On the good side, it always feels better once you’ve ripped the plaster off. It’s horrible to have to let people go, but on the other hand gives me a better base to think what I really want to do in future. That could be take up a job or travel abroad or go into academia or go back to some sole trader court work or providing consultation and therapy. My only real commitment is to a month more court work and a few conference talks and I’ll have a trickle of court work income for at least the next year to subsidise whatever I choose. So I feel like personally I’m okay, which is why I feel so guilty, as it seems like a selfish decision.I’m starting to feel like the court work has made me feel quite burned out.
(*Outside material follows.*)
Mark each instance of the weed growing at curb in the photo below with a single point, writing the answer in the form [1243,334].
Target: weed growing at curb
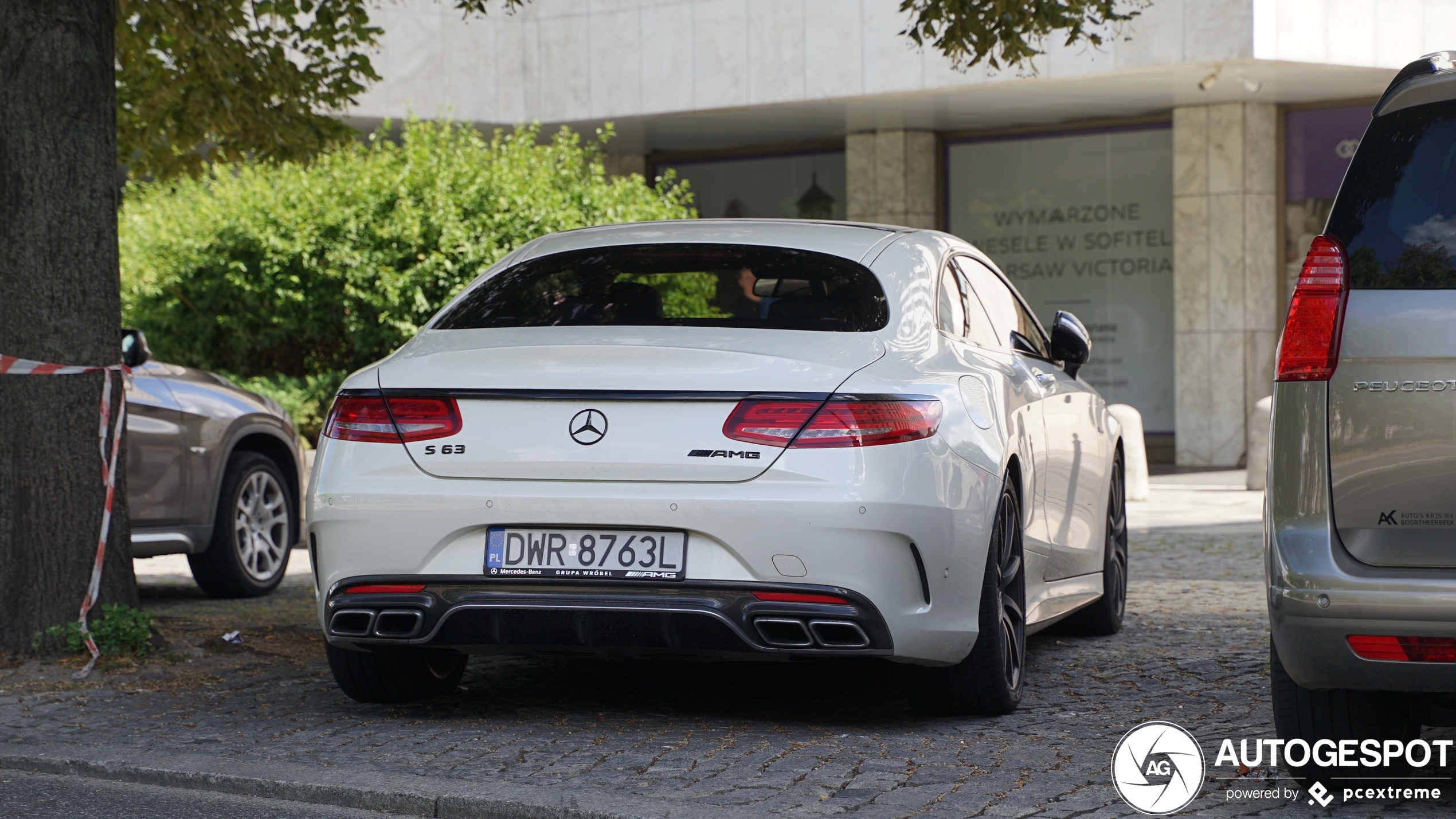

It is fine to hear a grim story once a month, but four times a month for two years has been too much, and I’m tiring of the petty haggling over invoices. And that’s before the final round of fee cuts kick in. Given the business side hasn’t been as productive, and I don’t want to take on therapy myself, that leaves me the options of going into a primarily research role or returning to a clinical post within an organisation. I’m starting to browse NHS jobs and consider the consultant grade posts with children and families more positively, but I need to be careful that this isn’t just a rebound fling.
Meanwhile a few small positive opportunities have come in for the business that make me wonder whether what I want is someone experienced who can take on the delivery of the business for me, and perhaps pick up some court work, either on commission or as a contractor, whilst I take some time to explore my options…Addendum: As painful as it was, reducing the salary bill has made everything feel less burdensome. I’ve gone through all the finances with the accountant and can see that I’ve managed to pull out of the dive ahead of catastrophe and held back enough funds to earn a reasonable income this year. I’ve also had lots of positive feedback from training and consultancy I’ve done recently and got re-enthused about the research aspect of my work. A children’s home has commissioned me to do some training, consultancy and outcome evaluation for them and we’ve got the opportunity to bid for some “widening the impact” funding for our diabetes project this month, and are likely to go and present it in the USA at a conference in the summer. I’ve also spoken to an amazing guy who is a very senior accountant but interested in the economics of social issues who might be able to link me up to some useful people. I’ve had a couple of good people enquire about contracting to do the therapy work here. I’m even thinking again about finishing off my adoption risk and resilience research and submitting it for publication somewhere, maybe as a book. I want to stretch my brain again, and that is the topic closest to my heart.